The U.S. Census Bureau has released the 2024 Community Resilience Estimates (CRE), identifying areas across the United States that are most socially vulnerable to natural disasters. The new release provides social vulnerability rankings for every county and census tract in the country, broken down by specific types of natural hazards.
For the first time, estimates are also available for metropolitan and micropolitan statistical areas. The CRE data includes information on population vulnerability at various geographic levels, such as nation, state, core-based statistical areas, counties, and tracts.
An interactive map and tables are part of this release, showing the top 25 most socially vulnerable counties and the top 100 tracts with at least a “relatively moderate” rating for expected economic losses from events like winter weather, flooding, hurricanes, strong winds, wildfires, and earthquakes.

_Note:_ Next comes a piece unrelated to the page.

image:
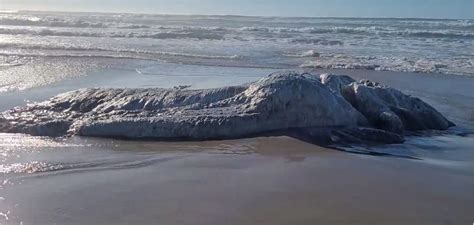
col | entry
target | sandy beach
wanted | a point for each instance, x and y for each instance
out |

Social vulnerability is determined by several factors that may increase negative outcomes during disasters. These include demographic characteristics such as age or disability status; socioeconomic indicators like poverty or unemployment; household attributes including crowding or number of caregivers; health insurance coverage; access to vehicles; communication barriers; and broadband internet availability. The CRE uses data from the 2024 American Community Survey (ACS) alongside other Census Bureau datasets to measure these vulnerabilities. Hazard ratings are based on FEMA’s National Risk Index from March 2023.
According to the U.S. Census Bureau: “Community resilience is the capacity of individuals and households within a community to absorb the external stresses of a disaster.”
All estimates and rankings can be accessed via the CRE datasets webpage, as well as through data.census.gov and the Census API webpage.